Lauren Tanner, also 16, was having trouble at her former high school when she learned about Premier and its trades program. She likes working with her hands and she likes solving puzzles. So she’s now enrolled in the electrician program.
“Being an electrician is essential—it will always be around,” she says. “It’s well-paid and there are different things you can do. You can work on the blueprints, you can make the blueprints, you can be a foreman, you can be a supervisor, you can be a safety supervisor. There are a lot of things you can do with your hands, and that’s good for me.”
Lauren says that college just isn’t for her—for now, at least. That concept is sometimes a little difficult for educators to grasp, says Jill Wright, principal at Premier.
“I want to tell you my story about Angel,” she says. “He was my student at an alternative school. He had been in trouble. He wanted to get a diploma. He wanted to change his life and he worked really hard to get it. He graduated with that piece of paper and we celebrated, but a couple of weeks later, I saw him at a grocery store pushing carts. And I realized we didn’t do anything for this child.”
That diploma simply didn’t mean much in Angel’s life. It was designed to tell colleges he was ready to attend, but Angel wasn’t heading to college.
“We didn’t give him the skills that he needed,” Jill explains. “And that’s when I became passionate that we have to not only provide a diploma, but we also have to give kids skills that employers would want.”
At Premier, students up to the age of 26 can earn high school diplomas along with industry certifications. They also learn the “soft skills” such as personal responsibility and showing up on time, that often determine success or failure in a new job.
Mike Feinberg helped Mattress Mack create Premier High School Houston (Gallery Furniture North).
“We don’t need to reinvent the wheel,” he says. “Here, we found there were a lot of people doing great work already when it came to adult training, adolescent training and all kinds of social support services. But everything was happening in silos—in isolation. So we created a non-profit, WorkTexas, where everyone could work together easily.”

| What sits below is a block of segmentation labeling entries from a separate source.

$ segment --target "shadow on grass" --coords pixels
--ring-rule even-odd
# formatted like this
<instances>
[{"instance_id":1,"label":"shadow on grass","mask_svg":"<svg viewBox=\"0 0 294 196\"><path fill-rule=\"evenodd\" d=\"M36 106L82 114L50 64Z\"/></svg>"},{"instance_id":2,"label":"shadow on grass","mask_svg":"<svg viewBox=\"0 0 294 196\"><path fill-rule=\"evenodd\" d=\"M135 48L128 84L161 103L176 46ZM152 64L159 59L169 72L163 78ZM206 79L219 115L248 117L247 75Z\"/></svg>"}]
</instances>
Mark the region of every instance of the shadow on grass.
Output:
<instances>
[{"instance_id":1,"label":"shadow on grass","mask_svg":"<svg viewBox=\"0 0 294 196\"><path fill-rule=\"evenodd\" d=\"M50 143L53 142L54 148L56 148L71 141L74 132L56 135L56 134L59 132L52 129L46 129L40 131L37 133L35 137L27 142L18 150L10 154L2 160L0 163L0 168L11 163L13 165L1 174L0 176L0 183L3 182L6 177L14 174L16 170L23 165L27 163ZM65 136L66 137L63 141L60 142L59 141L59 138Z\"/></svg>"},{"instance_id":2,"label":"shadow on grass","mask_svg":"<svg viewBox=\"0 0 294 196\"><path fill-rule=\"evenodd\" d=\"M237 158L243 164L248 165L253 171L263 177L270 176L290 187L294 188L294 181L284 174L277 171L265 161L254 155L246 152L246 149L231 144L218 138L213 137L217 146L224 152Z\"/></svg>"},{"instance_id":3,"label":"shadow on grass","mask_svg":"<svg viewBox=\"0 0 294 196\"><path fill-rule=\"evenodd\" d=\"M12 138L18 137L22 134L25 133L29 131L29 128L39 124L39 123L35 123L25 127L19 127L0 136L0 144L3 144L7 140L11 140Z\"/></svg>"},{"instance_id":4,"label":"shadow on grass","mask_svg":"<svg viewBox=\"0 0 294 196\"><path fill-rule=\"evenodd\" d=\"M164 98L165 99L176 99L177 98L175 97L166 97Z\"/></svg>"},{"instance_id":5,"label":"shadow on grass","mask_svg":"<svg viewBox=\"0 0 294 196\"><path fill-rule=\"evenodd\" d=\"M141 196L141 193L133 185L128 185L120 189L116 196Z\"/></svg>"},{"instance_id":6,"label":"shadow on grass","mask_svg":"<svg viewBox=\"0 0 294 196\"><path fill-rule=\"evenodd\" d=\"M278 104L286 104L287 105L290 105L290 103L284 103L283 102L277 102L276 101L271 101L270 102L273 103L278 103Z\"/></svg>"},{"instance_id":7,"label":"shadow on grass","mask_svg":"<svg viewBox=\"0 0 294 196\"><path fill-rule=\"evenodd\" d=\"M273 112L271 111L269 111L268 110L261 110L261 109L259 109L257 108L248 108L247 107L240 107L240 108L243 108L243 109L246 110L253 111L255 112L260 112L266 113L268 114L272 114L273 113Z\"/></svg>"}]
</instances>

Currently, Premier has 140 students. About half are the usual age for high-schoolers, 14 to 18. But about half are older students returning for their diplomas. The trade school has 80 adults attending it; the preschool has about 50 children, from infants to 4-year-olds. Feinberg says there are plans to make those numbers even bigger.
He adds that its success can be replicated elsewhere.
TPPF’s Erin Davis Valdez agrees.
“When we include the private sector from the start, we can ensure that Texas career and technical education (CTE) funds are spent effectively, providing the skills that students need to get and keep good-paying jobs,” she says. “At the legislative level, we should tie state funding to local workforce demand. We can never lose sight of the fact that these aren’t numbers, they’re real students, who deserve the brightest futures we can give them.”